According to a recent report, Fortress Investment Group is buying bitcoin (BTC) rights from Mt. Gox creditors. After suffering a loss of about $473 million worth of bitcoin in 2014, owing to an evident hack, where some 850,000 bitcoins disappeared from the exchange’s servers. the Japan-based cryptocurrency exchange Mt. Gox filed for bankruptcy. Bitcoin allegedly suffered a consequent drop in value, plummeting by 36% over the month when this happened.
Based on the report, Michael Hourigan, a managing director at the New York-based private equity firm, has sent out a correspondence to creditors specifying the buyback offer. In harmony with an evident replica of such a letter, Fortress has offered to buy the bitcoin claims back at around double the bankruptcy value. In the letter, he revealed that he is purchasing these claims for a bitcoin investment vehicle the firm operates.
In other words, creditors of Mt Gox looking to get their bitcoin back from the long-defunct exchange can now get pennies on the dollar by selling their claims to Fortress Investment Group. Switching from bankruptcy to civil rehabilitation last year, creditors of the exchange expected that they would collect their misplaced bitcoin after the switch, rather than the cash equivalent at the time of the exchange’s collapse. The case is at this time sitting before the Tokyo District Court.

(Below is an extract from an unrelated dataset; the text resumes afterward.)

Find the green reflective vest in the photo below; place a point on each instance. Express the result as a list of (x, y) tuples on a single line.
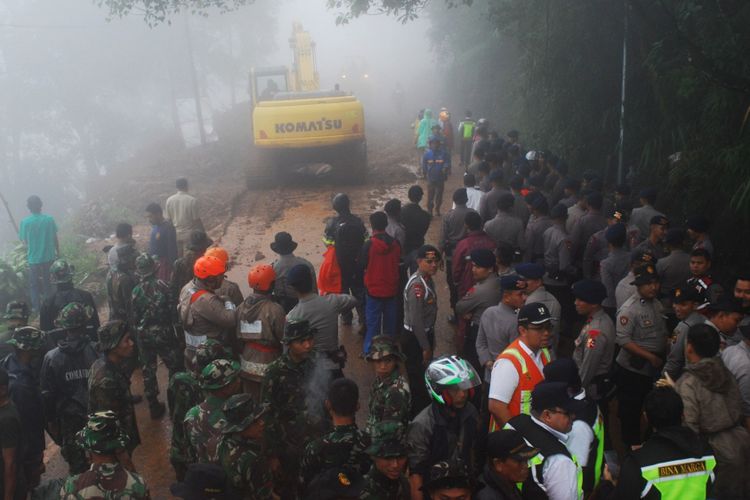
[(679, 479)]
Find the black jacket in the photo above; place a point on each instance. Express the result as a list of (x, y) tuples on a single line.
[(64, 379)]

$900 Per Bitcoin Instead of $451
In the words of the published letter, Michael Hourigan addressed the creditors with the term of endearment ‘dear’ and explained his involvement in the matter as the manager of the investment vehicle saddled with the responsibility of buying Mt. Gox creditor claims. He moved on to add that fortress will review each claim individually but are now generally able to offer $900 per BTC claim, or an estimated 200% of the bankruptcy value (which was $451 per BTC claim). He revealed their ability to pay for the claims in Bitcoin, or any fiat currency that the clients choose, and that payment would be made within 10 business days of the claim transfer confirmation.
Hourigan contends that the $900 price is fair to both creditors and Fortress’ investors. Similarly, a creditor, who did not wish their identity to be made public, told news reporters that the letter also included their individual claim amount and a letter number. Andy Pag, a former Mt Gox creditor activist revealed in April that he had sold his stake to a New York-based investment firm for $600 per bitcoin. However, he did not identify the firm at the time and did not respond to a request for comment.
Fortress has long been existent in the crypto sphere and was supposedly working to launch a bitcoin investment fund as far back as 2013 – before the Mt Gox saga. According to public reports, Fortress-the New York-based firm-bought about $20 million in bitcoin as at 2013.
Fortress Investment Group
Fortress was acquired by Japan-based SoftBank late in 2017, which on its own has been an active player in the blockchain space (though not as much activity with bitcoin projects precisely). Nevertheless, Fortress stays in command of its everyday procedures, according to news reports. Back in 2017, it was announced that Fortress had been acquired by SoftBank for approximately $3.3 billion in cash.